Principles of rating.

For a rating system to be useful and meaningful, some principles must be obeyed. I propose that the most important principles are:
  • Clarity: Each possible grade should have an explicit meaning. In particular grades should not be numbers, as adding or averaging them would destroy their meaning.
  • Transparency: Each grade should come with all the underlying arguments and considerations. Grades are meaningful only if the full story is available. 
  • Mutability: Grades can evolve when the articles are modified, or when later research sheds more light on the subject. 
These features are lacking to various degrees in the "rating by journal" system, and in all extant alternatives that I know of. Rating by journal has almost no mutability, as publication in a journal is almost always final. Rating by journal is not transparent when reviewers' reports are not published. And rating by journal lacks clarity, as articles can get published for a number of reasons: journalistic impact, new ideas, technical achievements, etc.
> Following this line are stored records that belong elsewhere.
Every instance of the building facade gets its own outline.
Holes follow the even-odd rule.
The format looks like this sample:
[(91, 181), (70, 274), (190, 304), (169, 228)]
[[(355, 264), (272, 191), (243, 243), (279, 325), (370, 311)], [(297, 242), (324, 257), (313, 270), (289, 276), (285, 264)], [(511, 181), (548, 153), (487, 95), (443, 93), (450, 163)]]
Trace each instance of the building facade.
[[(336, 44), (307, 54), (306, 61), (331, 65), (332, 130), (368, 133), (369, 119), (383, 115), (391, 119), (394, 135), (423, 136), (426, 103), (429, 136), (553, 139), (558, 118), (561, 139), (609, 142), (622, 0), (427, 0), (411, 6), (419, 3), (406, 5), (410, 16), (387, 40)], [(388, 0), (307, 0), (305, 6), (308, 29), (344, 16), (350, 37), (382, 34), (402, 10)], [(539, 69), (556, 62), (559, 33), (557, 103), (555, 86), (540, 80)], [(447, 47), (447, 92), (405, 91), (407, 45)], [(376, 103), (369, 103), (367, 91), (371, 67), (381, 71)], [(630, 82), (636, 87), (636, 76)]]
Sketching a rating system.

Let me sketch a system which would follow the above principles. Each article could have three grades, one in each of the following three categories:
  • Interest
      A - major discovery
      B - strong new results
      C - incremental progress
      D - not worth reading
  •  Correctness
      A - proved beyond reasonable doubt
      B - strong evidence
      C - some evidence, but important doubts remains
      D - main claims are unsupported
  • Clarity
      A - very satisfactory
      B - some polishing would be welcome
      C - important clarifications are needed
      D - please rewrite article 
Each reviewer would give a grade in one or more categories -- but there is no need to ask each reviewer to deal with all aspects of the article. If several reviewers give grades in the same category, and the grades differ, there should be a discussion leading to a consensus, or a way to decide which grade is the most appropriate, by reviewing the reviews. Grades could evolve if the article is modified. Extra categories could be added depending on the particular field of research, but the three categories above should probably always be present.

Authors could be asked to rate their own articles. Their grades would not have the same status as grades from independent reviewers, but could still be helpful indications, especially when compared with authors' and reviewers' grades for other articles by the same authors.

The real problem.

Grades are only one aspect of a new scientific publishing model. For innovative platforms such as Publons or the Selected Papers Network, the crucial issue is probably to get people to publicly comment on each others' articles -- "publicly" meaning that the comments should be made public, not that their authors should always renounce anonymity. To solve this issue, it is necessary, but far from sufficient, to avoid making mistakes in the relatively simple matter of grades.